Future climate-related migration – the wider picture
Randall said some media coverage also painted a specific picture of future climate-related migration. Firstly, it would be en masse: people would move in large numbers together. Secondly, the people who would be moving would appear in most ways to be refugees. And thirdly, migration would be from poorer to richer countries.
Randall said that while it was true that climate change had the power to reshape migration patterns – and indeed, was already doing so – this portrayal of future climate-related migration was not necessarily correct.
He said the majority of climate-related migration and displacement was likely to occur within countries. It would not be migration en masse: people would move to find work as their local livelihoods were eroded, and before they had reached absolute poverty. There would be a lot of seasonal, circular migration between rural and urban areas.
Randall said it was possible that for many people, migration would be part of adapting to climate change: "So with the right kind of planning, with the right policies, with the right funding and with the right outlook from various governments, climate-linked migration does not have to be a crisis, does not have to be a disaster.
"It is possible that it could form a part of millions of people's adaptive strategy.

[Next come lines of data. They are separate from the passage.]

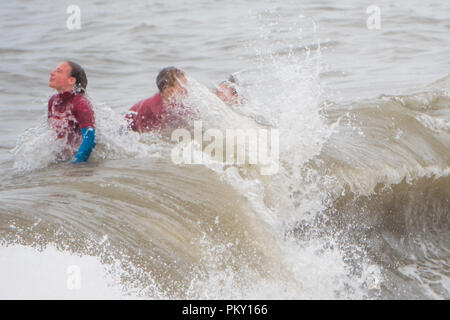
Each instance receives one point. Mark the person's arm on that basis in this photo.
(88, 143)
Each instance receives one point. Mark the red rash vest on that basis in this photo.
(68, 113)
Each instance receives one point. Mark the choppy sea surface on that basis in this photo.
(359, 207)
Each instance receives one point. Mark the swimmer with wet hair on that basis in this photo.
(151, 114)
(70, 113)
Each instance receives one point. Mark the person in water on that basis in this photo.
(70, 113)
(156, 112)
(227, 91)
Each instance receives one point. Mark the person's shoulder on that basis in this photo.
(52, 98)
(82, 103)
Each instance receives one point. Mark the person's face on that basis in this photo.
(226, 94)
(60, 78)
(177, 91)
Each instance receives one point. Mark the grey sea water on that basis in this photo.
(359, 208)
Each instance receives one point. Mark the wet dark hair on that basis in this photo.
(168, 77)
(80, 76)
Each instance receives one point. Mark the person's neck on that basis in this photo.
(66, 89)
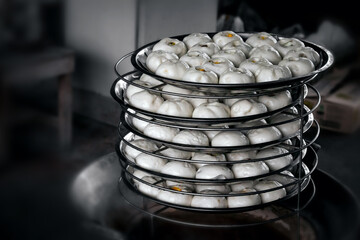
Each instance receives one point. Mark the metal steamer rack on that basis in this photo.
(300, 145)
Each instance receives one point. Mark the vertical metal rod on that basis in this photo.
(302, 95)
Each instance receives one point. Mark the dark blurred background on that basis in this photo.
(56, 69)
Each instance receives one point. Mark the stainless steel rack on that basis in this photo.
(300, 145)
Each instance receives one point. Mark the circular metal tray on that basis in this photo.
(303, 181)
(138, 60)
(119, 88)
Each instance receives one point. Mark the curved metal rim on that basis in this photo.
(203, 148)
(127, 107)
(156, 213)
(321, 50)
(305, 181)
(125, 162)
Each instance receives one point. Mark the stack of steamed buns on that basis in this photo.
(223, 59)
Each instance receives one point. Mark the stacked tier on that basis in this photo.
(217, 122)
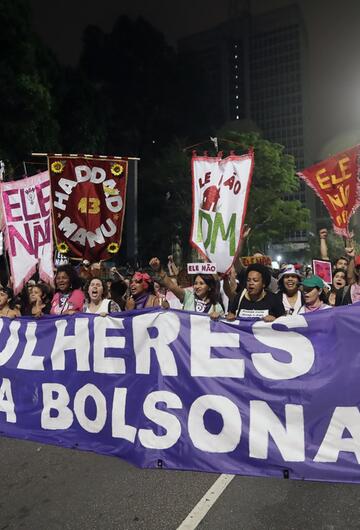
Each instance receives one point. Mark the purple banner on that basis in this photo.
(175, 390)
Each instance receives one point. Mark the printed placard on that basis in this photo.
(201, 268)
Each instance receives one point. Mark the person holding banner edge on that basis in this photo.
(205, 297)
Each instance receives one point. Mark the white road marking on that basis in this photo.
(198, 513)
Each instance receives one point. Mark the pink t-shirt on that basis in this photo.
(62, 302)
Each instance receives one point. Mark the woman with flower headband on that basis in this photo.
(142, 293)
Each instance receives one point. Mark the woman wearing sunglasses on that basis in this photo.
(313, 295)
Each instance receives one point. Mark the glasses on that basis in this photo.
(308, 289)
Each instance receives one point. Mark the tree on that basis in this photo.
(165, 195)
(27, 108)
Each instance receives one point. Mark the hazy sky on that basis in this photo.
(333, 110)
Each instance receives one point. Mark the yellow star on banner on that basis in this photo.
(110, 191)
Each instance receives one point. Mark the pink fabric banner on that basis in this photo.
(28, 229)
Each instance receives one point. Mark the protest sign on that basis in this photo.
(220, 194)
(249, 260)
(177, 390)
(28, 230)
(336, 181)
(88, 197)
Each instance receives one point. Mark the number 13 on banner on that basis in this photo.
(89, 205)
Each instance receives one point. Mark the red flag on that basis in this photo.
(336, 182)
(88, 196)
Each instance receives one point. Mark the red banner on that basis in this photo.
(88, 197)
(336, 182)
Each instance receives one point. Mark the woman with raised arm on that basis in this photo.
(205, 297)
(142, 294)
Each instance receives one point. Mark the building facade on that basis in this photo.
(255, 69)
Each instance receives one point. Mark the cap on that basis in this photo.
(313, 281)
(289, 270)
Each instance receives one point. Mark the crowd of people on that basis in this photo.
(253, 291)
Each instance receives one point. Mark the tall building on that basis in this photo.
(255, 66)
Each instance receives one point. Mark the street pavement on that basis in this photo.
(46, 487)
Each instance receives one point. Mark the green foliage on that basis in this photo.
(27, 108)
(165, 195)
(270, 216)
(164, 202)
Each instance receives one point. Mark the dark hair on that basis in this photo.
(214, 287)
(103, 283)
(342, 257)
(46, 292)
(335, 271)
(281, 281)
(264, 271)
(75, 282)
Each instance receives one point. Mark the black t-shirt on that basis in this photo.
(269, 305)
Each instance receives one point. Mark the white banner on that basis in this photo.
(27, 217)
(220, 194)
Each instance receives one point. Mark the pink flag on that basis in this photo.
(28, 228)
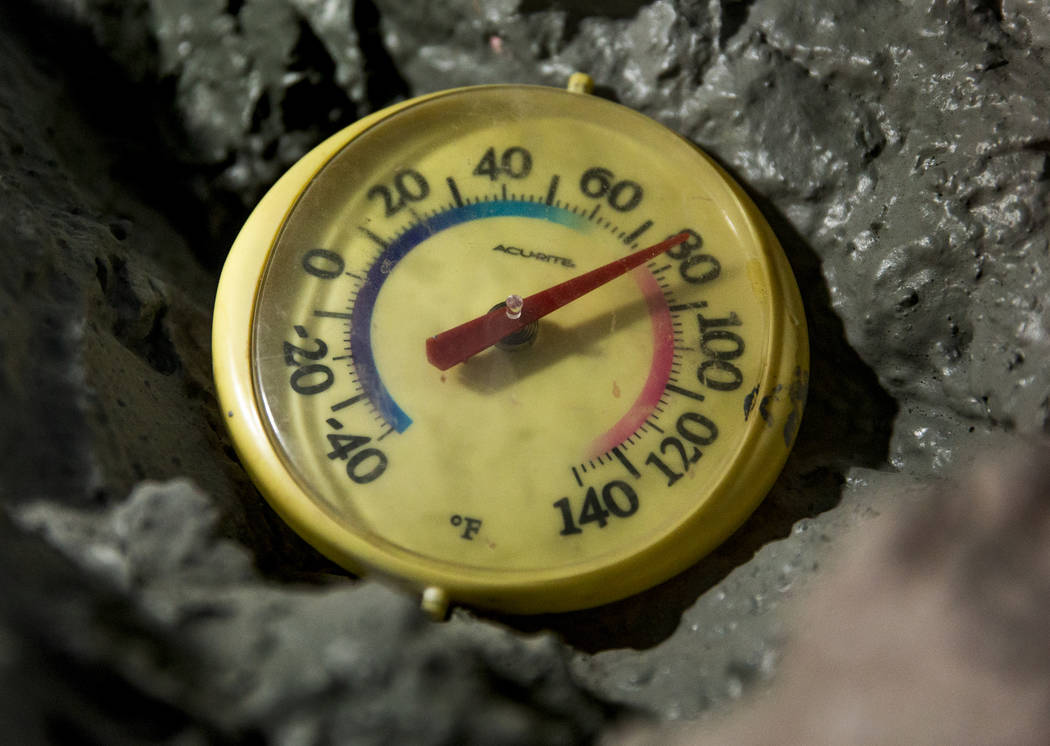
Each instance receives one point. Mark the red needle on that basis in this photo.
(458, 344)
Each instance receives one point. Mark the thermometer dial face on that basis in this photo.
(631, 433)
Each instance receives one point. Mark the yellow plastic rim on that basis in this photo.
(756, 420)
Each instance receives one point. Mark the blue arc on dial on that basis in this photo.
(360, 323)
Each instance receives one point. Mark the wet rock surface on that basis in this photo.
(899, 152)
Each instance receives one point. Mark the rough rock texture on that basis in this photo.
(900, 151)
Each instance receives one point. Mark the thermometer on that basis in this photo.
(515, 347)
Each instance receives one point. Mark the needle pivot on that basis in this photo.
(515, 304)
(456, 345)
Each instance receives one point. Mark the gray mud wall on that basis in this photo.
(901, 151)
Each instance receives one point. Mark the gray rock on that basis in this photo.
(900, 153)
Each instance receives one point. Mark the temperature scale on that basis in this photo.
(516, 347)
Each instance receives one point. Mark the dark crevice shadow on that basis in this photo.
(576, 11)
(847, 422)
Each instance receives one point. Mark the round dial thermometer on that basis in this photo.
(510, 346)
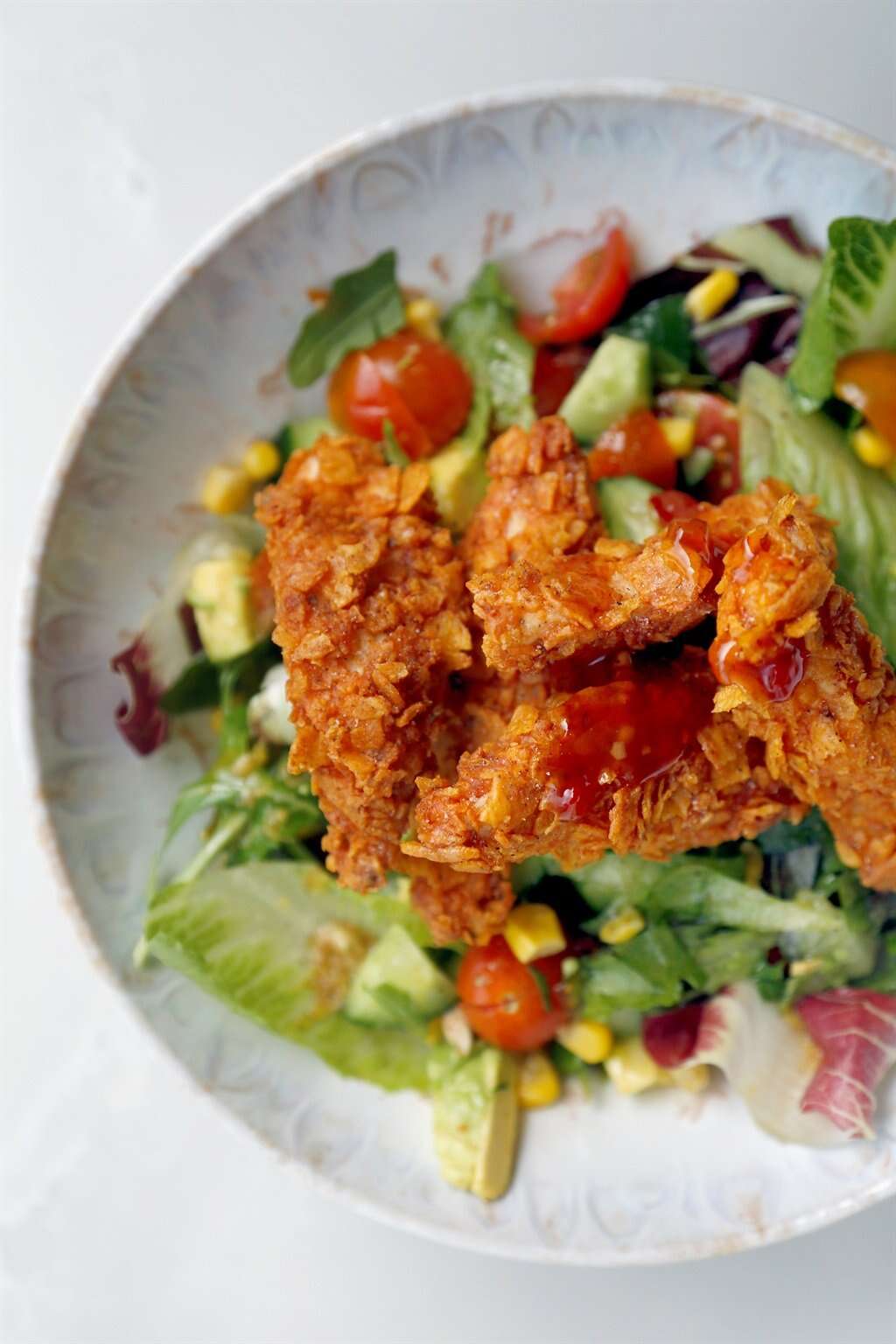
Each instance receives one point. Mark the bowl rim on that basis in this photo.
(55, 480)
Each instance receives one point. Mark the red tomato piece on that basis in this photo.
(507, 1002)
(675, 504)
(587, 298)
(419, 386)
(634, 446)
(717, 428)
(556, 368)
(868, 382)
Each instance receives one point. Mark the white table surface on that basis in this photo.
(132, 1210)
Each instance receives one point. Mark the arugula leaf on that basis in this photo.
(501, 361)
(248, 935)
(665, 327)
(853, 305)
(363, 306)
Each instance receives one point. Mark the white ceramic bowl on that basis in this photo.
(602, 1181)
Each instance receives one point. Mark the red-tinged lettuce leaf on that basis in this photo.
(768, 1060)
(140, 719)
(856, 1033)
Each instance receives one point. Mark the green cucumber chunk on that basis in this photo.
(615, 381)
(398, 983)
(626, 508)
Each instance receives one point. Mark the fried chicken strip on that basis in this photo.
(801, 671)
(371, 619)
(514, 796)
(537, 503)
(615, 596)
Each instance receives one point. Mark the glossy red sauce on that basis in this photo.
(626, 732)
(775, 679)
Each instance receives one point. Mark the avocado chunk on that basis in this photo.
(458, 481)
(220, 594)
(626, 508)
(614, 382)
(396, 983)
(813, 454)
(474, 1123)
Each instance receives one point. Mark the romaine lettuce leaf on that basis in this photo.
(363, 305)
(248, 935)
(482, 331)
(853, 305)
(812, 453)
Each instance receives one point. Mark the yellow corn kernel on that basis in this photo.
(537, 1082)
(261, 460)
(590, 1040)
(422, 316)
(624, 927)
(226, 489)
(752, 863)
(534, 932)
(872, 448)
(630, 1068)
(696, 1078)
(710, 295)
(679, 433)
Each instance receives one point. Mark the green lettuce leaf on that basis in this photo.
(363, 306)
(501, 361)
(246, 935)
(813, 454)
(853, 305)
(653, 970)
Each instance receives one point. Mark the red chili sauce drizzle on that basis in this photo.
(774, 677)
(692, 533)
(626, 732)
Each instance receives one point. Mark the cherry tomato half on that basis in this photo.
(587, 298)
(634, 446)
(507, 1002)
(421, 386)
(675, 504)
(868, 382)
(717, 428)
(556, 368)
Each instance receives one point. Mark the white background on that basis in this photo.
(132, 1210)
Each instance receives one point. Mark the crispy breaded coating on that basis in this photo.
(802, 672)
(507, 804)
(617, 596)
(539, 500)
(371, 617)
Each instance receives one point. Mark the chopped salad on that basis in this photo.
(554, 722)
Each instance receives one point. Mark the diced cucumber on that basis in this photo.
(626, 508)
(396, 983)
(298, 436)
(697, 464)
(615, 381)
(813, 454)
(474, 1123)
(770, 255)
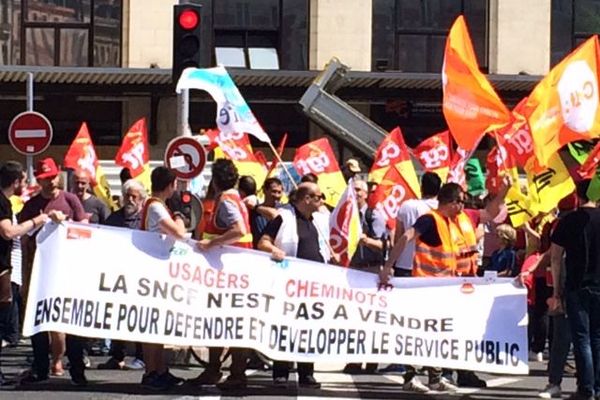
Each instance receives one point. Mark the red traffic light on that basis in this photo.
(189, 19)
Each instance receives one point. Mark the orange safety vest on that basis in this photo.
(144, 222)
(211, 229)
(456, 255)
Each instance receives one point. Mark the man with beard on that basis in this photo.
(96, 210)
(51, 199)
(12, 181)
(128, 216)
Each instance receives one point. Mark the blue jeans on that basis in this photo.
(559, 350)
(583, 309)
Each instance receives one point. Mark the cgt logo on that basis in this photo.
(78, 233)
(435, 157)
(315, 164)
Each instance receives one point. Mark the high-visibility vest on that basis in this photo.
(455, 256)
(149, 201)
(211, 229)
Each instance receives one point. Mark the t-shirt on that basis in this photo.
(408, 213)
(308, 236)
(66, 202)
(228, 214)
(97, 211)
(579, 234)
(5, 245)
(156, 212)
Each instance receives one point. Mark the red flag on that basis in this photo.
(317, 157)
(134, 152)
(470, 105)
(435, 154)
(391, 193)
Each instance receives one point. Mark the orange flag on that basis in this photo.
(435, 154)
(134, 152)
(471, 106)
(564, 105)
(391, 193)
(317, 157)
(393, 152)
(81, 155)
(516, 137)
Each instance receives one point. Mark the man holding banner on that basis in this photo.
(298, 232)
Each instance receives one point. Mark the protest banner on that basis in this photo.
(151, 288)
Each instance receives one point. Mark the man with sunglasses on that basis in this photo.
(298, 231)
(445, 246)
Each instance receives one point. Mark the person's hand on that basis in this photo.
(203, 244)
(57, 216)
(277, 254)
(384, 277)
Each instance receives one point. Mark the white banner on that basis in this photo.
(140, 286)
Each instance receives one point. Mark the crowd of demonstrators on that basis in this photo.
(300, 230)
(235, 214)
(128, 216)
(51, 198)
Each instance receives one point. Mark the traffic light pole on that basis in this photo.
(29, 158)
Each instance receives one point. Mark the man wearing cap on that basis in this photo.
(51, 199)
(350, 169)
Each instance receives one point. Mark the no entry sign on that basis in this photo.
(186, 157)
(30, 133)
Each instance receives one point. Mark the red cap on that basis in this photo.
(46, 168)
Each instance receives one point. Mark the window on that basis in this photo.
(73, 33)
(572, 22)
(259, 34)
(417, 31)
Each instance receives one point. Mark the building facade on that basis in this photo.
(107, 62)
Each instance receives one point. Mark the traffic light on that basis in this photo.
(186, 38)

It could be a way they adapt to climate change."
IIED has set up the Critical Theme seminars to explore new ideas, highlight new research and broaden the knowledge of its staff.
The seminar was recorded, and the main presentation and discussion can be viewed above and on IIED's YouTube channel.
Norton's introduction to the event is also available to listen to below, and on IIED's Audioboom channel.
The meeting was covered on Twitter, and a round-up of the live coverage is available on IIED's Storify site.
About the speakers
Alex Randall, programme manager, Climate and Migration Coalition: The Climate and Migration Coalition is a network of refugee and migration organisations working together on issues around climate, displacement and disasters. Randall was lead author on the Moving Stories project, a report exploring the testimonies of people displaced by climate change impacts.
He is author of several academic papers looking at migration and climate change, and specifically at how the issue is reported by the media and perceived by the public. The Climate and Migration Coalition has advised several international agencies and NGOs on issues around migration and climate change and what the issue means for their organisations.
Megan Rowling, climate correspondent, Thomson Reuters Foundation: Rowling reports on climate change policy, humanitarian crises and sustainable development for the Thomson Reuters Foundation, based in Barcelona. She specialises in the impacts of climate change on developing countries, and solutions to the problem, including disaster risk reduction and climate finance.
She has worked to develop the foundation's reporting on climate change since the mid-2000s. Before that, she was a print and television journalist in Britain, France and Japan, working for Reuters, the BBC, the Times, the Guardian and New Internationalist, among others.
About the Critical Theme series
IIED set up the 'Critical Theme' discussion series to explore new ideas and to broaden the knowledge of its staff and partners.
The seminars cover a wide range of speakers and topics. Previous events have looked at 'Tacking inequality and unsustainable consumption', 'Gender and environmental change', 'Pollution, politics and social media in China', and the 'Links between climate change and food security'.
Other events have focused on the governance of Marine Protected Areas, the Asian Coalition for Housing Rights (ACHR) and its work on reducing urban poverty, and the importance of meaningful stakeholder reporting.